Eh, at least this short story did not say that. What it stated is the 'hook' line that got him was pulled from a menu. Not that this guy didn't at least to go Palo Alto first and make sure it wasn't a total shithole.


> Bad ad copy from Il Fornaio, which was his favorite restaurant, right?

Funny story, but I find it hard to believe Il Fornaio, with its mediocre Italian fare, was Jobs' favorite restaurant.

This is the restaurant we'd go to when all other options were booked or it was too late to drive further.


Just because he is great at business doesn’t mean he has great taste in Italian restaurants


I'd actually argue there's more evidence of Jobs having good taste in general than being good at business.


Do they sell fruit?


It’s a funny story, but… yeah, the early 90s was a special time in Silicon Valley. It was THE center of the computing world. And you really did just randomly bump into amazing people at Fry’s or restaurants or bars or whatever. I don’t think younger people understand how much around them today, when it comes to technology, can trace its roots to 90s South Bay and Peninsula.


I object to the idea that San Francisco, with its yuppie tech culture, was truly comparable to Florence in the Renaissance. The Renaissance produced works of culture and art in addition to the technological advances. In that regard, Seattle produced the best music of the decade and would be an equal contender to the title.

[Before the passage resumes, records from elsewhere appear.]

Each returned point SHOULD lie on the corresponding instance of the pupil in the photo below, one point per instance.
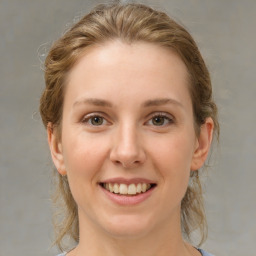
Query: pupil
(97, 120)
(158, 120)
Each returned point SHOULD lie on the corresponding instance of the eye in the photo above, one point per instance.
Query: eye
(94, 120)
(160, 119)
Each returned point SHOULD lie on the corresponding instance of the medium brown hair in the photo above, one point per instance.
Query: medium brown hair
(128, 23)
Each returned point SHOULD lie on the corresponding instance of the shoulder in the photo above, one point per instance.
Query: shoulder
(204, 253)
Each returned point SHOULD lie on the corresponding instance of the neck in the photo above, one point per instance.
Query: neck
(165, 240)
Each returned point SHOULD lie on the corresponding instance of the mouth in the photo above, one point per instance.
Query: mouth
(127, 189)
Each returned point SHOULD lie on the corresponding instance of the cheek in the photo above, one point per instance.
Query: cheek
(83, 158)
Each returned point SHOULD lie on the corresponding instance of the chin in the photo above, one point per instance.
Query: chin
(128, 227)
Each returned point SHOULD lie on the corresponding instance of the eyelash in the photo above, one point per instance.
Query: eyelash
(88, 119)
(167, 119)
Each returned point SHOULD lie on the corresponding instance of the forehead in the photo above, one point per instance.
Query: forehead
(138, 67)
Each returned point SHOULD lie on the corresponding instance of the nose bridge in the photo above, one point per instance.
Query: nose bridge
(127, 149)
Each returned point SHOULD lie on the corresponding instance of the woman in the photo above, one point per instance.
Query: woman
(130, 118)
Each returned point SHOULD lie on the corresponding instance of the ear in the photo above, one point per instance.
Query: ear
(56, 149)
(203, 144)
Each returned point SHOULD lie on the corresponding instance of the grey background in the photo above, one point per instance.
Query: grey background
(225, 32)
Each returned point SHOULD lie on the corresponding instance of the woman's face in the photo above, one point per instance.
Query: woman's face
(128, 127)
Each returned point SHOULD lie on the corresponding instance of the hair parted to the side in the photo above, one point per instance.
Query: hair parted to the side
(129, 23)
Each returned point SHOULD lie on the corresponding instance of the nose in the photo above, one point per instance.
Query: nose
(127, 149)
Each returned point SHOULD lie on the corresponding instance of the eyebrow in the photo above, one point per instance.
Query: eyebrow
(93, 101)
(160, 102)
(148, 103)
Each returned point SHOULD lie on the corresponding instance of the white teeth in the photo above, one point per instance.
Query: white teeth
(132, 189)
(116, 188)
(138, 189)
(144, 187)
(124, 189)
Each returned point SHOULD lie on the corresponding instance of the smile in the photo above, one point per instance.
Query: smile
(125, 189)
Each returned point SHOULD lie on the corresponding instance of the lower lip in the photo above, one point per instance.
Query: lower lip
(128, 200)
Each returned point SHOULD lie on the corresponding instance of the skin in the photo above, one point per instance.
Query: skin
(128, 143)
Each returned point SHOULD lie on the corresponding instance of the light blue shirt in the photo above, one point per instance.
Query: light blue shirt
(204, 253)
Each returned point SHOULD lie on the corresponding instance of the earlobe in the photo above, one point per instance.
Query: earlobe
(203, 144)
(56, 149)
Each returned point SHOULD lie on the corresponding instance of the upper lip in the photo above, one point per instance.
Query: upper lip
(121, 180)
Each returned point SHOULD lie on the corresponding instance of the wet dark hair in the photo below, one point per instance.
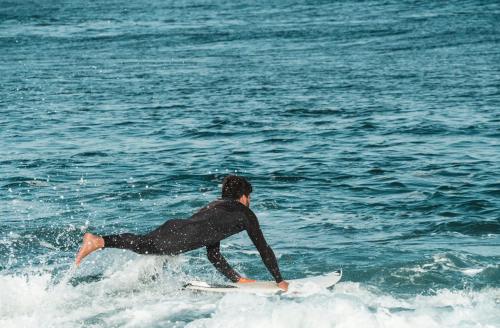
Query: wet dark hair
(234, 187)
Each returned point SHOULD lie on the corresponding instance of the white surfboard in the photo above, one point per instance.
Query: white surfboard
(304, 285)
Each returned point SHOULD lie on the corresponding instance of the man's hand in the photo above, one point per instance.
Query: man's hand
(283, 285)
(244, 280)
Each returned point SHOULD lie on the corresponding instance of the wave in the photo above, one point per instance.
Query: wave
(125, 294)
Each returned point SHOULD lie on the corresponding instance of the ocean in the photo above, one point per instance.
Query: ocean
(370, 131)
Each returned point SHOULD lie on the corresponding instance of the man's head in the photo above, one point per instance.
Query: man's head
(237, 188)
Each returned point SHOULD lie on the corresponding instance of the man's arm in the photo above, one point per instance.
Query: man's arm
(220, 263)
(267, 254)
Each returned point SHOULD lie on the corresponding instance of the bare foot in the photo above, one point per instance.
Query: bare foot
(90, 243)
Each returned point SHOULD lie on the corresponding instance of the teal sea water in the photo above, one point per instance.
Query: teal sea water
(370, 131)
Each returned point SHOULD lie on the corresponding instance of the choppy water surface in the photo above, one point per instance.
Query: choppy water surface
(370, 131)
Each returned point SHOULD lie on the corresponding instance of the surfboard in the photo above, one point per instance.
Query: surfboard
(304, 285)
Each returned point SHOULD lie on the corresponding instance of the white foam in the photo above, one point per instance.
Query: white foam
(124, 295)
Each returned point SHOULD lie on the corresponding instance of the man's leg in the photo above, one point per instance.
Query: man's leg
(139, 244)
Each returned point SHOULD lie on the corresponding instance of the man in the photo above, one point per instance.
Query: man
(206, 228)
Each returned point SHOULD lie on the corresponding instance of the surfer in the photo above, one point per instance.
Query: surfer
(216, 221)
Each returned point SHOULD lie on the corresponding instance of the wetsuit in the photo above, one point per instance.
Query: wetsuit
(206, 228)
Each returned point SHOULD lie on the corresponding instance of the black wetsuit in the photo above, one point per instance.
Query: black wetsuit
(206, 228)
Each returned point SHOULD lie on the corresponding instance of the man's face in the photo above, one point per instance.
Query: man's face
(245, 200)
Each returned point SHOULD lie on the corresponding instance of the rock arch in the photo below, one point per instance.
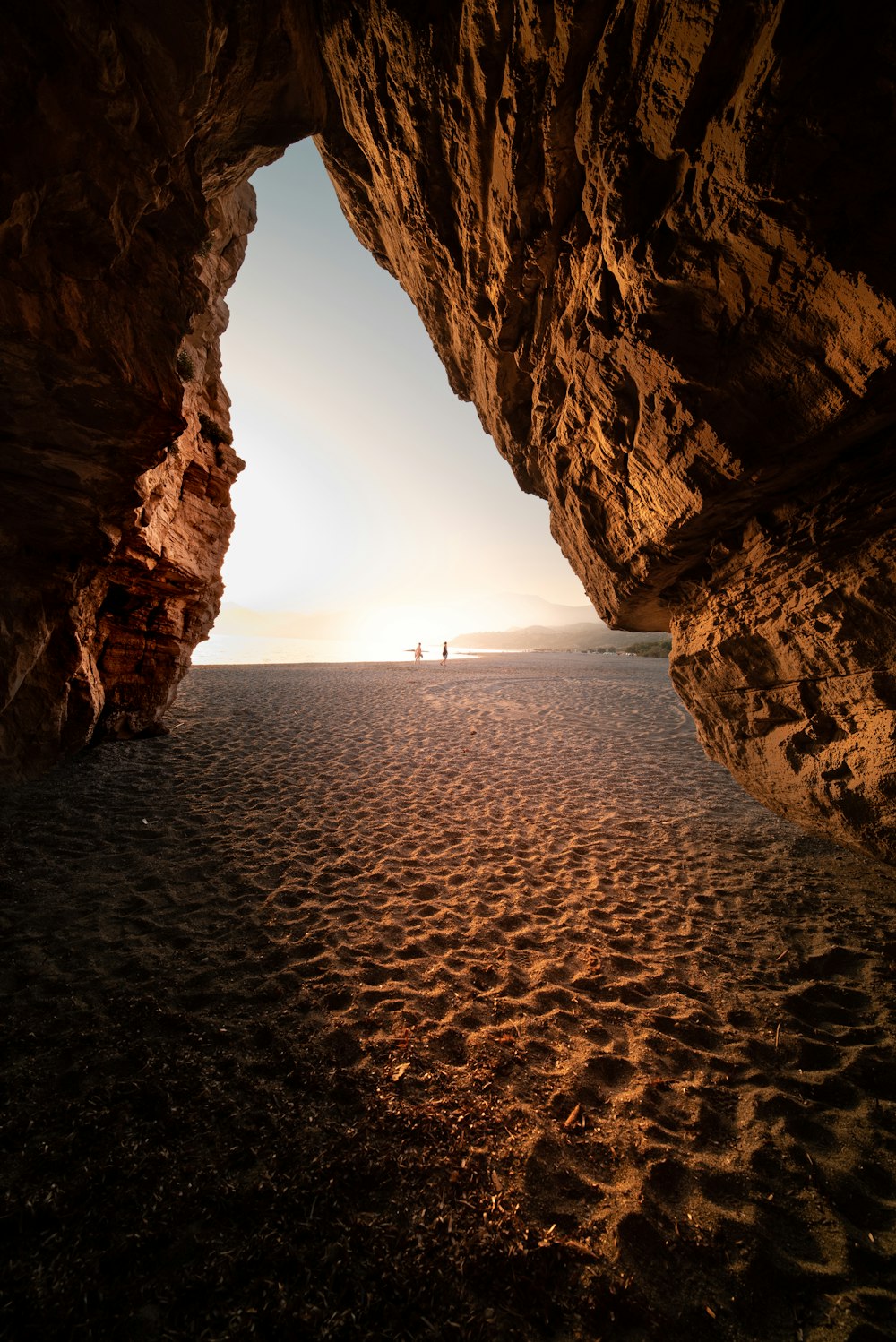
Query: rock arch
(653, 245)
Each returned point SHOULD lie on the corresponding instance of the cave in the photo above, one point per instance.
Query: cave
(650, 243)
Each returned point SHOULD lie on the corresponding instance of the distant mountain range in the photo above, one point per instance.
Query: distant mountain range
(510, 609)
(591, 636)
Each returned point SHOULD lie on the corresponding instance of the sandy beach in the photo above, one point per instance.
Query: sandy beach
(393, 1002)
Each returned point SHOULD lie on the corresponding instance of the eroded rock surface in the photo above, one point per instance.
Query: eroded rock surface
(650, 240)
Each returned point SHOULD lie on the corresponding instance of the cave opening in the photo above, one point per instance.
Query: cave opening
(373, 510)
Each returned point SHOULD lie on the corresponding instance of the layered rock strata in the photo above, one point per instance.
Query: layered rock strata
(650, 240)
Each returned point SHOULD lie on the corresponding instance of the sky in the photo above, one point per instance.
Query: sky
(369, 487)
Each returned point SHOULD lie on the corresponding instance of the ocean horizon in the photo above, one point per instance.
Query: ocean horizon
(253, 649)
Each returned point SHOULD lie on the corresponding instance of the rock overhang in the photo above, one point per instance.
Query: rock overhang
(652, 245)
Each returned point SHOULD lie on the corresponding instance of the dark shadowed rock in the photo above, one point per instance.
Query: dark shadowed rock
(652, 243)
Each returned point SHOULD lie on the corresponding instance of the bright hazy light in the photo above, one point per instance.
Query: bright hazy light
(369, 489)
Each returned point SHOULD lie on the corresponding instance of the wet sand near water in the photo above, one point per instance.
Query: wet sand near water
(380, 1002)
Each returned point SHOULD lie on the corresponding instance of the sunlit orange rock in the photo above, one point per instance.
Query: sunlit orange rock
(652, 243)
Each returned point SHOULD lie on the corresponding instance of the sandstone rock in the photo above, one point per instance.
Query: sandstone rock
(650, 242)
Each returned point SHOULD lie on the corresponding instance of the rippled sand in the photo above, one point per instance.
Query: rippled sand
(621, 1039)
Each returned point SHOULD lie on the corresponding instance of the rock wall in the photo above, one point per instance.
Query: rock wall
(650, 240)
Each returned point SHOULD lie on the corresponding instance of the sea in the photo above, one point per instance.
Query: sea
(237, 649)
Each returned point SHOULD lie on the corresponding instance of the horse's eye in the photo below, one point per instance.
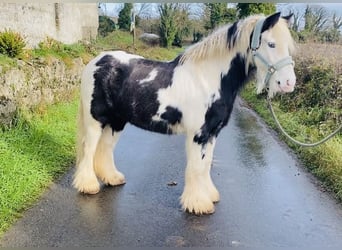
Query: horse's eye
(271, 45)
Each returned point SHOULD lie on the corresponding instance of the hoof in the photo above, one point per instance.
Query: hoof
(87, 184)
(197, 204)
(115, 179)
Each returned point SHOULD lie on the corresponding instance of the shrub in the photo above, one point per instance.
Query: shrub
(11, 43)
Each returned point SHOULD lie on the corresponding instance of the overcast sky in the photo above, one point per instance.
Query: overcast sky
(114, 8)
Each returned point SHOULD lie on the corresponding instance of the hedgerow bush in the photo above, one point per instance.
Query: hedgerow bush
(318, 94)
(11, 43)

This is my new favorite Jobs story.


He Keyser Soze'd him


> "reality distortion field"

Huh - I was about to post "I just listened to that podcast!" and bro out with you about Dan Carlin and Hardcore History, but it now occurs to me, and Googling confirms, that "reality distortion field" in that podcast was probably a reference to a known saying about Steve Jobs rather than an original thought.


It was a well known term, and even Apple fans would refer to the RDF (often as an excuse why something hadn’t turned out to be amazing as rumor had it).


He sounds like a sociopath. I could believe him gaslighting Wozniak out of the money he should've paid him for the Atari gig.


As time goes on that seems to be how he’s remembered more and more. A weird psycho.